Bitter apricot kernels are one of the best food sources of vitamin E, which can prevent free radical damage to muscles after fitness or muscle strain and speed up muscle recovery. Vitamin E’s antioxidant properties also help protect against sunburn, cognitive decline and memory.

One ounce of bitter apricot kernels (about 25 almonds) meets 17% of your daily value for vitamin B2. Vitamin B2 helps convert food into energy and is essential for training, competition and strength training. It is also good for skin and liver health.

The healthy fat found in bitter almonds, monounsaturated fat, helps lower levels of “bad cholesterol” (LDL), which in turn reduces the risk of heart attacks.

Apricot kernels are rich in calcium, magnesium and potassium and other minerals, which are beneficial to enhance bone health and prevent osteoporosis. A combination of vitamin E, calcium, magnesium and potassium is beneficial in raising androgen levels in men.

 

The medical uses of amygdalin

Amygdalin can specifically inhibit hyperglycemia induced by urea, and the intensity of action is related to the concentration of amygdalin in blood. Amygdalin also has anticoagulant effect. The analgesic effect and no tolerance of amygdalin were confirmed by hot plate and acetic acid writhing in mice. There was no vertical tail reaction and allmorphine induced jumping reaction in mice after amygdalin administration. Amygdalin 15mg/ mouse, 35mg/ mouse intramuscular injection can significantly promote the proliferation of mitogen-induced spleen T lymphocytes in mice.

The staining system was observed by microscopic TV image measurement system. The data were processed by computer. The results showed that amygdalin could significantly improve the activity of cytochrome oxidase in cerebral ischemia. Amygdalin can enhance the activity of type I collagenase secreted by human renal fibroblast (KFB), inhibit the proliferation of HUMAN renal KFB and the expression of type I collagen, and promote the apoptosis of human renal KFB.

Aside from the cyanide content, there are several other benefits of consuming the kernels. They improve nerve growth in rat dopaminergic PC12 cells. In addition, they inhibit 6-hydroxydopamine (6-OHDA)-induced neurotoxicity in rat dopaminergic NG108-15 hybridoma cells. Further, the apricot kernel’s neuroprotective properties may be related to flavonoids and antioxidants. These compounds have been linked to reduced risk of Parkinson’s disease.
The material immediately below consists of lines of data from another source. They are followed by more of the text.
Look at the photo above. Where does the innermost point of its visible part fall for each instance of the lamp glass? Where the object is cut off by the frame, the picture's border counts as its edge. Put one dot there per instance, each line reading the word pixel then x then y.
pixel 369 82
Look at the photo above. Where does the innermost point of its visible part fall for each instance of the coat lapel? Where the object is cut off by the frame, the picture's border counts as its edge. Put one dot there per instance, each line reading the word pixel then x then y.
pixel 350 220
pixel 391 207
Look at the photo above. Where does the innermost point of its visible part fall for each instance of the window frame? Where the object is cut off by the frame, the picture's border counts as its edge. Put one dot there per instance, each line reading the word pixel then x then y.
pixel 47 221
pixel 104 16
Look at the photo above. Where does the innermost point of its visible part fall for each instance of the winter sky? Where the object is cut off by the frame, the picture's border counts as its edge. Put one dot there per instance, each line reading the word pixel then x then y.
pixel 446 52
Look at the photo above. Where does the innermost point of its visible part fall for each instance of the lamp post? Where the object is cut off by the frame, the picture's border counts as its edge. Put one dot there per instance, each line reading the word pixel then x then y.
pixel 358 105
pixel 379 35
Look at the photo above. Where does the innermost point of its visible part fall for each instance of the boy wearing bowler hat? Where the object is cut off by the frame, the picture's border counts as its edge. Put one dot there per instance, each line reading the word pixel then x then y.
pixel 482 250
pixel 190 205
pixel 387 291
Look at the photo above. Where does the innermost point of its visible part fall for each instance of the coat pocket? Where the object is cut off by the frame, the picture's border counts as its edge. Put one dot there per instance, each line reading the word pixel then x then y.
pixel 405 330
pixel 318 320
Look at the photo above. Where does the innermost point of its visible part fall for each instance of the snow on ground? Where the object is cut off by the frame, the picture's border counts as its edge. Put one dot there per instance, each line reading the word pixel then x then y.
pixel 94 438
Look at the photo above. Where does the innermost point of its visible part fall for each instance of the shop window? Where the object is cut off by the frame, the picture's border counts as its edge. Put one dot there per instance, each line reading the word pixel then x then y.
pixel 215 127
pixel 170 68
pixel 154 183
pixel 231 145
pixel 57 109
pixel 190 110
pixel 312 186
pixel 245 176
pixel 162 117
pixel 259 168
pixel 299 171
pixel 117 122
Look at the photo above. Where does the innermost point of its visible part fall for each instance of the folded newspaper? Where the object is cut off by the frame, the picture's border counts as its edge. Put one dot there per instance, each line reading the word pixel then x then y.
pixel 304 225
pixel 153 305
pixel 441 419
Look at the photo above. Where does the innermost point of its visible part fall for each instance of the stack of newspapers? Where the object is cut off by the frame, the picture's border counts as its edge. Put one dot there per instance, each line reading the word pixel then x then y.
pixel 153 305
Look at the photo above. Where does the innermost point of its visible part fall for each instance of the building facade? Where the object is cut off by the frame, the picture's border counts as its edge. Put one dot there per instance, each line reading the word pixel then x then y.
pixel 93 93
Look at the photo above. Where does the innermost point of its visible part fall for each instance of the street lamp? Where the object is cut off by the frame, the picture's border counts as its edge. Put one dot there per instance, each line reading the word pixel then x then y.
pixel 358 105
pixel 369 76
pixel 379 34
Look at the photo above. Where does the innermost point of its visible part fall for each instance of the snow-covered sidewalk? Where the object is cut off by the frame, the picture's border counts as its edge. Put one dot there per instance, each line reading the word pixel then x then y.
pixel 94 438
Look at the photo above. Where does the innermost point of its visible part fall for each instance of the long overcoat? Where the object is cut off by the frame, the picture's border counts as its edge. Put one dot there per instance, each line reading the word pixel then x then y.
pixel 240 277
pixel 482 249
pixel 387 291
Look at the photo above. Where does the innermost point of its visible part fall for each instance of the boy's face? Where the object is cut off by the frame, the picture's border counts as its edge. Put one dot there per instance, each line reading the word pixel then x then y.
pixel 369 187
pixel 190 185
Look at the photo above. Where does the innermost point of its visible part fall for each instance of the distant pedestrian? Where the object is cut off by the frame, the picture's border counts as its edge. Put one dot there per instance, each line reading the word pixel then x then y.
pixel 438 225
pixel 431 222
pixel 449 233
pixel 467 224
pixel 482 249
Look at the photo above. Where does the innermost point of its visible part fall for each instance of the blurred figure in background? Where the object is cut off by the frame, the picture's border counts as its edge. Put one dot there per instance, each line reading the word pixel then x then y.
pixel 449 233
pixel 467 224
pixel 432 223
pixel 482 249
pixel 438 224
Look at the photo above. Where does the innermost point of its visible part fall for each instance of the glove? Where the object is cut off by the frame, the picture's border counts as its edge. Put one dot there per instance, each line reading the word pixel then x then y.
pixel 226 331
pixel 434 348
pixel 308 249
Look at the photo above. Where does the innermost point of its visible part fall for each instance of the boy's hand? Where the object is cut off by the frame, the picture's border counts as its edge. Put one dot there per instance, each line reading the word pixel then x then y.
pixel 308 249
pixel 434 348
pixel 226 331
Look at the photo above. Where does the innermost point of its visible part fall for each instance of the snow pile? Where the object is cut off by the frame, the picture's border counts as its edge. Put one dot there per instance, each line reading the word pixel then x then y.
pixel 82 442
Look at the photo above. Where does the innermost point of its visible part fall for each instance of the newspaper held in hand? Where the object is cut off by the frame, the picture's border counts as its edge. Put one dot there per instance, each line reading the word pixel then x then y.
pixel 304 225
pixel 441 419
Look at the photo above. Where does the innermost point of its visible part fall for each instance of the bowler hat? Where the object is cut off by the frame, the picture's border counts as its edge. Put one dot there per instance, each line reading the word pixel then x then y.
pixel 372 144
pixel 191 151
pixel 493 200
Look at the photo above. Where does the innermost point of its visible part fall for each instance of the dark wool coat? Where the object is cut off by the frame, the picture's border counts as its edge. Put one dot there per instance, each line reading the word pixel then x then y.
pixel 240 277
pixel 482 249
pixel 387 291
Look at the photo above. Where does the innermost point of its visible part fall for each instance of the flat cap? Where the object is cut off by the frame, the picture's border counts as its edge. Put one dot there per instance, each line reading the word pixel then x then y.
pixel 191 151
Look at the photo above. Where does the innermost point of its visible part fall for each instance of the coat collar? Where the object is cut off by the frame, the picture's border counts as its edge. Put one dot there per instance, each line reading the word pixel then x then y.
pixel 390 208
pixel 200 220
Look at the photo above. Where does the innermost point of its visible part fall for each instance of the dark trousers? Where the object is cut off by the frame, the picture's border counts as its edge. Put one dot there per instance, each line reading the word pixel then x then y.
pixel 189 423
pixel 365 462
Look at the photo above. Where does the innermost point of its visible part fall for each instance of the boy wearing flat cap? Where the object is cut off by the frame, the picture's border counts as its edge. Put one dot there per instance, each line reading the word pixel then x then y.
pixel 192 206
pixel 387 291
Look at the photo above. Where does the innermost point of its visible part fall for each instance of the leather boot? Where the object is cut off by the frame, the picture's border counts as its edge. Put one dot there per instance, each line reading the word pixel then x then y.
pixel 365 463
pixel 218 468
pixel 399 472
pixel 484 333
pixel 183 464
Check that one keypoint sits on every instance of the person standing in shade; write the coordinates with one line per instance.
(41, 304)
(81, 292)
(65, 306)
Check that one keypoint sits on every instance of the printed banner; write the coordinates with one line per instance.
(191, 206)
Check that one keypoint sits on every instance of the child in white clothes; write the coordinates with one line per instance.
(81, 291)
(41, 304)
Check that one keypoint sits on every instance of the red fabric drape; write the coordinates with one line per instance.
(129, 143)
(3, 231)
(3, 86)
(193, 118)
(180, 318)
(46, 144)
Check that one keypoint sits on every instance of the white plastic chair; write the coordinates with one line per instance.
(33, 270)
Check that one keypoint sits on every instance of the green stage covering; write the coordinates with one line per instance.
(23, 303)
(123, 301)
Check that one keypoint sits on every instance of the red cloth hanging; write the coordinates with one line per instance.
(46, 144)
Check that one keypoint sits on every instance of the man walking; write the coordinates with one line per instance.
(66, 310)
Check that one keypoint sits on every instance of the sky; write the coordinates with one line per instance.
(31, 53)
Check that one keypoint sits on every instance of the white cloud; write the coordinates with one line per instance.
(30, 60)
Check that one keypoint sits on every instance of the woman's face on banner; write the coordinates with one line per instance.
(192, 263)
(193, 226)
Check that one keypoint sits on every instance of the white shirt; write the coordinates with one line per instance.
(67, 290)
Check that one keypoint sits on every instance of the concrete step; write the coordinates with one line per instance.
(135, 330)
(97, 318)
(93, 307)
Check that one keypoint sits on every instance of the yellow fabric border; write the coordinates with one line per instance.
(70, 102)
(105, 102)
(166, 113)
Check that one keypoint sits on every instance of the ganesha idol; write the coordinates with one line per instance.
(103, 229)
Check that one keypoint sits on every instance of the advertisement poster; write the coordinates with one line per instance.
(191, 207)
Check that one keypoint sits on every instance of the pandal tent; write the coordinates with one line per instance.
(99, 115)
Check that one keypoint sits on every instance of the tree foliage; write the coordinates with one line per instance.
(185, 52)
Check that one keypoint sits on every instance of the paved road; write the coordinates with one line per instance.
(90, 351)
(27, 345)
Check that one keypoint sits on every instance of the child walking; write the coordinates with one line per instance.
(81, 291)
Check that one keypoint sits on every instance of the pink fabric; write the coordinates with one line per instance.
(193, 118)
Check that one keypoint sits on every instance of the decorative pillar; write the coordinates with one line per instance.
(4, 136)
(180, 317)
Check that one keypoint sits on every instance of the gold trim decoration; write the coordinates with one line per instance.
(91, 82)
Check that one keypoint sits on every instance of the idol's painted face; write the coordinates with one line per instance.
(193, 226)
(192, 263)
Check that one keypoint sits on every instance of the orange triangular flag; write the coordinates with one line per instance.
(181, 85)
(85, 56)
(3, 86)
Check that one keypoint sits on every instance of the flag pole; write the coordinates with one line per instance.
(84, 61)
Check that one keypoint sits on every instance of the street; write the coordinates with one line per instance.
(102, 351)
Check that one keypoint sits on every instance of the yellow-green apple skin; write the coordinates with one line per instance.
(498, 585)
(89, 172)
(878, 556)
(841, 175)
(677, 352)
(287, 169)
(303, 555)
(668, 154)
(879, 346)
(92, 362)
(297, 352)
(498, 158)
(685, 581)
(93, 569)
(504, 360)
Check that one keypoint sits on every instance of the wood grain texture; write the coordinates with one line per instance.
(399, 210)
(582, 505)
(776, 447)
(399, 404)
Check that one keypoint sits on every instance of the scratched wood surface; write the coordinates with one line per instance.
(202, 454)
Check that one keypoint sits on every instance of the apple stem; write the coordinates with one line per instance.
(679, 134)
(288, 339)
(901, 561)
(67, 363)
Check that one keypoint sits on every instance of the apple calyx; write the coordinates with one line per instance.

According to the EFSA, normal consumption of apricot fruit does not pose a risk to health. However, in some cases, the seeds can cause harm to the body. Consequently, the seeds must be consumed with caution to avoid harmful effects. A single kernel can cause cancer, so it is important to understand how they work. They are a nutrient source of amygdalin, which is essential for a healthy immune system.